Houdini Museum in Scranton, Pennsylvania

Houdini Museum

Scranton, Pennsylvania · Est. 1990

In Brief

The Houdini Museum in Scranton, Pennsylvania holds the official Houdini séance every Halloween. The medium speaks a coded message the magician left his wife to prove contact from the other side. He has now kept them waiting almost a hundred years.

The Full Story

Every Halloween, a small museum in Scranton, Pennsylvania sits a group of people around a table laid with Harry Houdini's possessions, lights an antique candelabra, and tries to reach a man who has been dead since 1926. This is the official Houdini séance, and the Houdini Museum on North Main Avenue is the only place left that still performs it.

The waiting started with Houdini himself. He spent his last years exposing fraudulent mediums, and he and his wife Bess agreed on a secret coded message before he died, so that if anyone really could reach back, he could prove it was him.

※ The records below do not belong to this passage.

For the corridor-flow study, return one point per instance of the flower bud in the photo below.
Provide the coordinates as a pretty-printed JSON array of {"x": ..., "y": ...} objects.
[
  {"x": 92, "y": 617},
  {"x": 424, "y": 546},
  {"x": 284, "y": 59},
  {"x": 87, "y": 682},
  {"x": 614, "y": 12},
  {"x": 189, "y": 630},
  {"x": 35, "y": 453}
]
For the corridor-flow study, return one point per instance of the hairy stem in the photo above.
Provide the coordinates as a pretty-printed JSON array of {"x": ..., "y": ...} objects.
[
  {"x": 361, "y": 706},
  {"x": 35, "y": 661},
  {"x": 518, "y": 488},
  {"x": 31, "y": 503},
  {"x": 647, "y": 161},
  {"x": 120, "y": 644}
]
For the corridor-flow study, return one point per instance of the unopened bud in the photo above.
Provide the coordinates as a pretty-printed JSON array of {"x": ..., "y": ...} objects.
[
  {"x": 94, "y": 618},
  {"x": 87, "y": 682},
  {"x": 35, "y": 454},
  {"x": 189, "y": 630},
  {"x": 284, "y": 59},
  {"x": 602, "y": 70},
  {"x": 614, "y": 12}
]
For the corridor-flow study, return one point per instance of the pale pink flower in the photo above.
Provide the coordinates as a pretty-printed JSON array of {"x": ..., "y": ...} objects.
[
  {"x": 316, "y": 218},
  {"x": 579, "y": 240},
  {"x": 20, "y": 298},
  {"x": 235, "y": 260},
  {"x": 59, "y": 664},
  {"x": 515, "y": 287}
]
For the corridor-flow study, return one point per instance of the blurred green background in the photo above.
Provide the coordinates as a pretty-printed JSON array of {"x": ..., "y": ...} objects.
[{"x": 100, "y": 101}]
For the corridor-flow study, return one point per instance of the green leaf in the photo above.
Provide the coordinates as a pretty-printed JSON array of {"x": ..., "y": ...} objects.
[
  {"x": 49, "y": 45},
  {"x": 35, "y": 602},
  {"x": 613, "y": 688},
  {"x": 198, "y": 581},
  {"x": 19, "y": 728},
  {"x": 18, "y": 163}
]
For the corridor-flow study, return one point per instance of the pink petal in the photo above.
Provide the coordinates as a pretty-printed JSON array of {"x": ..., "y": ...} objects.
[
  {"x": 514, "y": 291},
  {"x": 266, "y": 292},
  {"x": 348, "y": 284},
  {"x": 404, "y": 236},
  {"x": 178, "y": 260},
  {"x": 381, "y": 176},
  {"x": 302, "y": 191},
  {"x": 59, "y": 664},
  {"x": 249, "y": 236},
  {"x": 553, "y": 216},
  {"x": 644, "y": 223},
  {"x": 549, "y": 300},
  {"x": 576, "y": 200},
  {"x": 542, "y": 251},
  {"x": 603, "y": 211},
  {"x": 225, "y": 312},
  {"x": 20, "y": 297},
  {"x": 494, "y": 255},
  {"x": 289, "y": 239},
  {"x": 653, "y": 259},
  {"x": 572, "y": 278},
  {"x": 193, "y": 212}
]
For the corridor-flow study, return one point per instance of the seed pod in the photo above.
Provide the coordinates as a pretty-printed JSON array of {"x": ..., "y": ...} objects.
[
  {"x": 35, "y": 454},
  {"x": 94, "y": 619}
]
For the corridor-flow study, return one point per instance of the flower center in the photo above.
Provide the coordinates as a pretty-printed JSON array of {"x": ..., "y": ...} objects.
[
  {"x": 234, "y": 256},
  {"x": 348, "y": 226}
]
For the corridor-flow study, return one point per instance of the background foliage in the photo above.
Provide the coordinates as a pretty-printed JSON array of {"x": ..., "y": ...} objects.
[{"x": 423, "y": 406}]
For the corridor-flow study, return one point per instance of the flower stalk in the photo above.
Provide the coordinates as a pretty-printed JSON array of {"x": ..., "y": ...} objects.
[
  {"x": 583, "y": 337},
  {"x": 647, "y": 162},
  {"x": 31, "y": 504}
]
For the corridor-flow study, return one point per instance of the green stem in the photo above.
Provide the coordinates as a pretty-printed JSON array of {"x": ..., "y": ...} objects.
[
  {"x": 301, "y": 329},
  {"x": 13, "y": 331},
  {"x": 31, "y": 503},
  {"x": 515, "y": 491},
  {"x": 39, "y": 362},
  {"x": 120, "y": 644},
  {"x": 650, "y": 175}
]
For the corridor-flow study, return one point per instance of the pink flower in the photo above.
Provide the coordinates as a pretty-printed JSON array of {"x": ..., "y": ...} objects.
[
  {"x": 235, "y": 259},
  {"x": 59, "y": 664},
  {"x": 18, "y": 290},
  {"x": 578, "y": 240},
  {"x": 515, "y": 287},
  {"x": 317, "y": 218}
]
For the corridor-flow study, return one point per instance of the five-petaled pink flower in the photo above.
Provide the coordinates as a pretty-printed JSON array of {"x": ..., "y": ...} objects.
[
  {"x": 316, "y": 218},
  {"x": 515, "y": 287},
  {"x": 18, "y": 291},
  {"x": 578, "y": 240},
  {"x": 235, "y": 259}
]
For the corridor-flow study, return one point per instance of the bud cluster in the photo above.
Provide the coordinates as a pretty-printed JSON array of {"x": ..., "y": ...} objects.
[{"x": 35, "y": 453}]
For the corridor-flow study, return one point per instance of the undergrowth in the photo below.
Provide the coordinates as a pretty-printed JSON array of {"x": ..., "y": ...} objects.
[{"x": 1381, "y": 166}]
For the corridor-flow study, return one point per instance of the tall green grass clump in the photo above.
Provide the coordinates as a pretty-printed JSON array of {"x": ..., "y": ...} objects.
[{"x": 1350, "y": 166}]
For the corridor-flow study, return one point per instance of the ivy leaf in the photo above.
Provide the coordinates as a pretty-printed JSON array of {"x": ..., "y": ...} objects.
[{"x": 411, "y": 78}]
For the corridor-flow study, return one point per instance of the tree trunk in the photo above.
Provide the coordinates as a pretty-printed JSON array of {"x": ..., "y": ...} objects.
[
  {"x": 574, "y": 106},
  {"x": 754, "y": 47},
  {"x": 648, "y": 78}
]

The cipher from their old mind-reading act decoded to two words: "Rosabelle, believe." Rosabelle was the song Bess sang when they met.

Houdini died on Halloween, 1926, of a ruptured appendix. Bess held a séance every October 31 for ten years, speaking into the dark for the code word. It never came. After a decade she ended her own séances; she is said to have remarked that ten years was long enough to wait for any man.

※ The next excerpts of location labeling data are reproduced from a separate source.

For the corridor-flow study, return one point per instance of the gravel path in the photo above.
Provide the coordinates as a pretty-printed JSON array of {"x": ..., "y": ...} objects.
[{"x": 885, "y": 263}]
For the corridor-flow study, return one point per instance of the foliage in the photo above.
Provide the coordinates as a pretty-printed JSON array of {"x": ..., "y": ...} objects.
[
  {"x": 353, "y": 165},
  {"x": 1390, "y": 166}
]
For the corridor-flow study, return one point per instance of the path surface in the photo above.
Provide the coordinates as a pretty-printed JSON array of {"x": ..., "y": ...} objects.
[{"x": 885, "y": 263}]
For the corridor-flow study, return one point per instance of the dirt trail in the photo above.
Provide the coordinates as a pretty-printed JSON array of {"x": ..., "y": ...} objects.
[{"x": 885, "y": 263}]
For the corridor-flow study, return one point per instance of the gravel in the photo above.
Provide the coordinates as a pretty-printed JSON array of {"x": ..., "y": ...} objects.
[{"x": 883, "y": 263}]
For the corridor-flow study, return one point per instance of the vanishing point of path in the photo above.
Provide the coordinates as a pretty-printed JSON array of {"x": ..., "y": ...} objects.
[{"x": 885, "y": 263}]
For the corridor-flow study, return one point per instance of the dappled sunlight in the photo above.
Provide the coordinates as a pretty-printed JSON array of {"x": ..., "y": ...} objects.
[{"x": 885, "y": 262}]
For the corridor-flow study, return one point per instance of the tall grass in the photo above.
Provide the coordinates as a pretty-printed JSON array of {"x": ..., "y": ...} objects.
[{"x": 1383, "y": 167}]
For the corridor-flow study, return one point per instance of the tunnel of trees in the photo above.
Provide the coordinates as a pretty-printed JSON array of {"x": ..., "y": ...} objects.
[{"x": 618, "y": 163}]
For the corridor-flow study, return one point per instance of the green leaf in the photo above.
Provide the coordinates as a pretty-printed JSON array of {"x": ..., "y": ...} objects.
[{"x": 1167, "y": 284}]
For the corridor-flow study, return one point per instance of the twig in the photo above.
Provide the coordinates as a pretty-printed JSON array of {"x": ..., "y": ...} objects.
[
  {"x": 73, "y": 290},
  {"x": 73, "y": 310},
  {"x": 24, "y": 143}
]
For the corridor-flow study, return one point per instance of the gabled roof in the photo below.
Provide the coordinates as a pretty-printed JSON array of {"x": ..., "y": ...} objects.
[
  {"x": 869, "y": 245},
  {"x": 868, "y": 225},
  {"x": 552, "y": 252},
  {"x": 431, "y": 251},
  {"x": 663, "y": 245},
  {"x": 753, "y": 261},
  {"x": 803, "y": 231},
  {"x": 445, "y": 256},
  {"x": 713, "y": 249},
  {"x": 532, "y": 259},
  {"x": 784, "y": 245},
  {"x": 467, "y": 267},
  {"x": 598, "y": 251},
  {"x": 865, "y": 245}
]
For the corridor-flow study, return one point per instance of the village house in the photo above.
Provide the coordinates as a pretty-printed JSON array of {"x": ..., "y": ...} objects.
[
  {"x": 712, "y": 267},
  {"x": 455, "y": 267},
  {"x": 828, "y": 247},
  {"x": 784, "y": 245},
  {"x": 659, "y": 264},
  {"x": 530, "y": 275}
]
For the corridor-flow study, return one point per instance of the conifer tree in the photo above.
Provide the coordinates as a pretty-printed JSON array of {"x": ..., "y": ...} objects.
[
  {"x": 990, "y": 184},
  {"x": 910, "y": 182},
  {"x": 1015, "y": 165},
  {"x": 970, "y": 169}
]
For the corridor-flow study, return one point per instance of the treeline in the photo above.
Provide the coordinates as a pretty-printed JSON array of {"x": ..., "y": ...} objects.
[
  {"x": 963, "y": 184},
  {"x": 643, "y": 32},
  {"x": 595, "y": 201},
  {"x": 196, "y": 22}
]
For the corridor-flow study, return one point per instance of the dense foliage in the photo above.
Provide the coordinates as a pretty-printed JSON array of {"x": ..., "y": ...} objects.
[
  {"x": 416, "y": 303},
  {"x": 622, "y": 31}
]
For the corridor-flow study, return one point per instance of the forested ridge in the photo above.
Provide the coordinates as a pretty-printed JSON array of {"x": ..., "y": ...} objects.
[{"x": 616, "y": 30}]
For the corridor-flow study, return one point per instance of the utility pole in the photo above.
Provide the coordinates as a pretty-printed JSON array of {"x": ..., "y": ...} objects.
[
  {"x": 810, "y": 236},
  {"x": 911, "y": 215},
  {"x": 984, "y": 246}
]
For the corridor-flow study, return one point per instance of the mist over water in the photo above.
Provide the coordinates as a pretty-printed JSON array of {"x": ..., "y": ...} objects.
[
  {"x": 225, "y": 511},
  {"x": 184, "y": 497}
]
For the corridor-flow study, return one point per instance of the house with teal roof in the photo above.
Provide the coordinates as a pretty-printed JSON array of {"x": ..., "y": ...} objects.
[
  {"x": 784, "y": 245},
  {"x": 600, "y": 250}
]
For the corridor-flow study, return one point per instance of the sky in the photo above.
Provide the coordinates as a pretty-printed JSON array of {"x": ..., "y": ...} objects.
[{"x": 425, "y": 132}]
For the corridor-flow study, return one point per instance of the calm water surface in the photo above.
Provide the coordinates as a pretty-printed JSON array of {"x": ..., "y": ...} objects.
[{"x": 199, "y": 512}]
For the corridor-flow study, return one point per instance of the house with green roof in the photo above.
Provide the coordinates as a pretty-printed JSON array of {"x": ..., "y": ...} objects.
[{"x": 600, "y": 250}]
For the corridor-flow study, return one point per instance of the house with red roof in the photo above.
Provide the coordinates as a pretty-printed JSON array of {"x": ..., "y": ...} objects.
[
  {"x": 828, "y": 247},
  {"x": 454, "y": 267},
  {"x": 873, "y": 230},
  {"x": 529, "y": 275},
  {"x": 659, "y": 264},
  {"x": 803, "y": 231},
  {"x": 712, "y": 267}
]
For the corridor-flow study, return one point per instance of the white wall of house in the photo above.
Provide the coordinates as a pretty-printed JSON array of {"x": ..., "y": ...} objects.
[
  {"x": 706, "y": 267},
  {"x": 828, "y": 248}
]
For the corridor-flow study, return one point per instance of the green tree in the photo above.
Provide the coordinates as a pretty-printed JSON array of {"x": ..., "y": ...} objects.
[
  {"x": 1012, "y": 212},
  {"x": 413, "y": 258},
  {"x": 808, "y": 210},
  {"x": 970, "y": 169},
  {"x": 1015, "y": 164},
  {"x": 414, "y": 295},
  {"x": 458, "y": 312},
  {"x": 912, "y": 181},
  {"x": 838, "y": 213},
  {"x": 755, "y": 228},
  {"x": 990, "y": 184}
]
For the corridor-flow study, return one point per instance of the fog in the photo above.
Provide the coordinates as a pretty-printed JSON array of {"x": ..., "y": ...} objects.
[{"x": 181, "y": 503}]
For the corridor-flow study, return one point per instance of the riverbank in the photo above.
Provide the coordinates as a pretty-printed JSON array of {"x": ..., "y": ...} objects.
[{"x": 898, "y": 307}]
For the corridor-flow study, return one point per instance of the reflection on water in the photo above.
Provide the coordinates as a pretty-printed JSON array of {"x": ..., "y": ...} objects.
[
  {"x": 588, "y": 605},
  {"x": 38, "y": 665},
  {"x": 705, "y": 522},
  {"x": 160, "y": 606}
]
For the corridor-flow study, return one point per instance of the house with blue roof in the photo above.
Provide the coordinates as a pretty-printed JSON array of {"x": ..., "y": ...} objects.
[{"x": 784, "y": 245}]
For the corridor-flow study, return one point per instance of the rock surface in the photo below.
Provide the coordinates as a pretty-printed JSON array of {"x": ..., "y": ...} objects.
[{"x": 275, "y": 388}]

The rite didn't stop. It passed from Bess to the writer Walter B. Gibson, who created The Shadow and performed the séance in New York until his death in 1985. From Gibson it passed to Dorothy Dietrich, a professional magician and the first woman to catch a bullet in her mouth. She brought it to Scranton.

Dietrich and Dick Brookz founded the collection in 1983 and opened in Scranton in 1988, in a building well over a century old, billed as the only one in the world devoted entirely to Houdini. Scranton has its own claim on him: he spent two full seasons touring northeast Pennsylvania with the Welsh Brothers Circus, his longest single engagement, and performed in the city during his touring years. Every Halloween, Dietrich sits as the medium at the same table and speaks the same code word.

The pair have kept Houdini's memory in other ways too. For decades his grave in Queens stood without its bronze bust, smashed by vandals. In 2011 a group from the museum funded a reproduction and quietly restored it; magicians around the world paid for the roughly ten-thousand-dollar repair, with James Randi alone giving two thousand.

There is no apparition here, no resident ghost, no wandering figure in the halls. Houdini was never born, never lived, never died in this building. The haunting is only the question he set himself, and the answer he promised to send. The candles get lit. The code word gets spoken into the dark. And for nearly a hundred years, the man who swore he would answer hasn't.